En souvenir de l'assassinat de l'archiduchesse à
Sarajevo en juillet .
Dans un siècle d'espoirs qui suivaient d'invraisemblables horreurs
je suis né
quasiment sous les bombes
ma mère
comme d'autres mais plus fragile sans doute
avait continué une vie dont la mémoire
bombardée n'avait rien pu reconstruire :
par les fenêtres de ses yeux, lorsque par hasard
sa conscience revenait à ce temps-là
telle une pleine lune qui revient hanter les noirs
écroulements d'une ville broyée,
je pouvais voir le temps d'un éclair
quelque chose comme un frisson de terreur pure.
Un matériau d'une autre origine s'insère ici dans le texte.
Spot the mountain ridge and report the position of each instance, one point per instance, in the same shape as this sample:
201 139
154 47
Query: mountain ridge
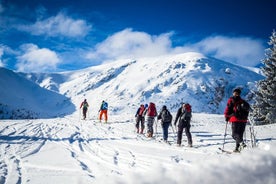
204 82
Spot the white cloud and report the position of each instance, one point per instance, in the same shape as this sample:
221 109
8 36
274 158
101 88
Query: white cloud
129 44
60 25
238 50
35 59
132 44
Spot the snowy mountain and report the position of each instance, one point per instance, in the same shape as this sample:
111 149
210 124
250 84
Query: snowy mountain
21 98
204 82
70 150
66 149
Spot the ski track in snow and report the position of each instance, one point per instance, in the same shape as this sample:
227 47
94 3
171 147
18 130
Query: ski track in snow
99 149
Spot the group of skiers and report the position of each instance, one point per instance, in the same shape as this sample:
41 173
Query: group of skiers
102 111
236 112
147 113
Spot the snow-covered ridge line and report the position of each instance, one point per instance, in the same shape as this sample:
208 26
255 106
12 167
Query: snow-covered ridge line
204 82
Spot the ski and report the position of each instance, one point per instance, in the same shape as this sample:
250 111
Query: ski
225 151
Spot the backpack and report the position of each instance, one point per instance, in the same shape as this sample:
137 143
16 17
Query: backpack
141 110
85 105
166 116
186 112
105 106
241 109
151 110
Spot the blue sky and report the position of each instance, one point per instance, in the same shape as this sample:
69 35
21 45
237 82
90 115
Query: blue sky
60 35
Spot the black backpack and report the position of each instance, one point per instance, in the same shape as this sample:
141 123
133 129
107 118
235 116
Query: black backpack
241 109
166 116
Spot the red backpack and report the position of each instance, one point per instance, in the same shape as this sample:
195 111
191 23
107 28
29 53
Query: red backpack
141 110
152 110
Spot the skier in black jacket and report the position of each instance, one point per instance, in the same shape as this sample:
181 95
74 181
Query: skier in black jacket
184 116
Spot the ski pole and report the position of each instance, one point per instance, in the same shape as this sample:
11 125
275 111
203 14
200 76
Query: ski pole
155 126
224 134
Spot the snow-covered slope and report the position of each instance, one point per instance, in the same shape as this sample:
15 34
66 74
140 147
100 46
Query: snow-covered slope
70 150
20 98
204 82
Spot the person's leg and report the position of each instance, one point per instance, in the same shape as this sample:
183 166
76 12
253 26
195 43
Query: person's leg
137 124
165 131
142 125
105 115
101 114
179 134
235 135
189 135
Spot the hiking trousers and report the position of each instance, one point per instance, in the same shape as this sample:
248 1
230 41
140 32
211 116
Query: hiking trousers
238 129
103 112
140 120
150 122
181 126
165 128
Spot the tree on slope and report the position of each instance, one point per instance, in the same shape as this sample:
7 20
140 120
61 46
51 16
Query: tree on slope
264 109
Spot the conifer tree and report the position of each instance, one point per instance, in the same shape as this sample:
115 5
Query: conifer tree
264 109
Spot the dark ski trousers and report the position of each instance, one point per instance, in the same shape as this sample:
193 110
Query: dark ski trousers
140 119
238 129
84 111
181 126
150 122
165 127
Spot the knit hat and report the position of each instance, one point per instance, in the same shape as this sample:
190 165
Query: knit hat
237 90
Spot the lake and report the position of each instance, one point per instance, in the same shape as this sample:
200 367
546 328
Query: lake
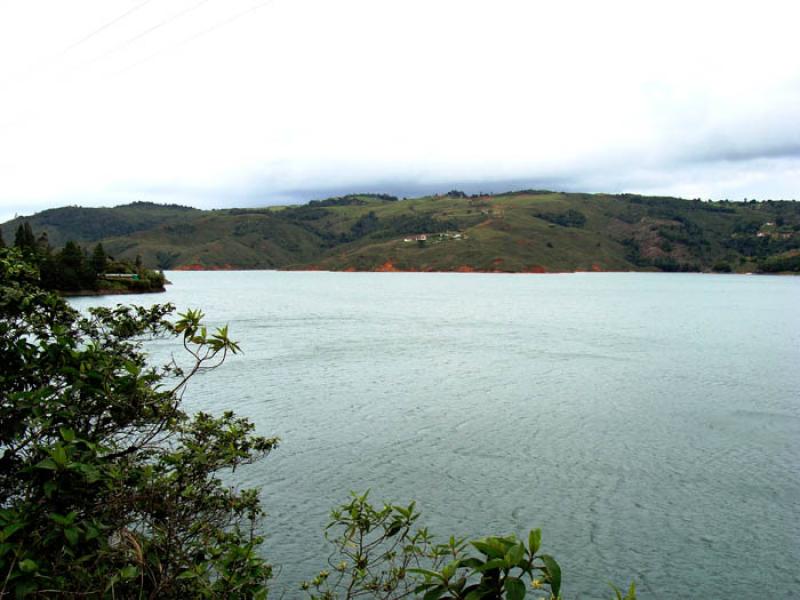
648 423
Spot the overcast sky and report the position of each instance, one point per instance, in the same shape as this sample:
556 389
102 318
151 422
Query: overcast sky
217 103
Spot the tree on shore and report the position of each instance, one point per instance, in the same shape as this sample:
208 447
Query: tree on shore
108 489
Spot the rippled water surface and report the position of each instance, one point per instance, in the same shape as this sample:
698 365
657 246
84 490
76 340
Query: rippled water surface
649 423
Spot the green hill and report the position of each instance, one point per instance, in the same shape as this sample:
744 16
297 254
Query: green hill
525 231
« Mais tout cela s'est passé ! » se reprenait-elle
en revenant avec un bref hochement de tête
obstinément à la réalité. A présent elle est morte.
Un moment j'avais cru
que sa terreur mourrait avec elle, la Fragile,
la Désarmée, celle qui affronta les pires
événements d'une vie de femme alors qu'elle n'avait
jamais pu se séparer de la fillette de douze ans
qu'elle était au fond d'elle-même. A présent
je sais que sa terreur a survécu
au plus profond de moi. Je sais aussi
que je mourrai en un siècle d'atrocités auprès desquelles
celles du siècle précédent n'étaient qu'amuse-gueules
pour le Chien Nébuleux aux cent têtes insatiables.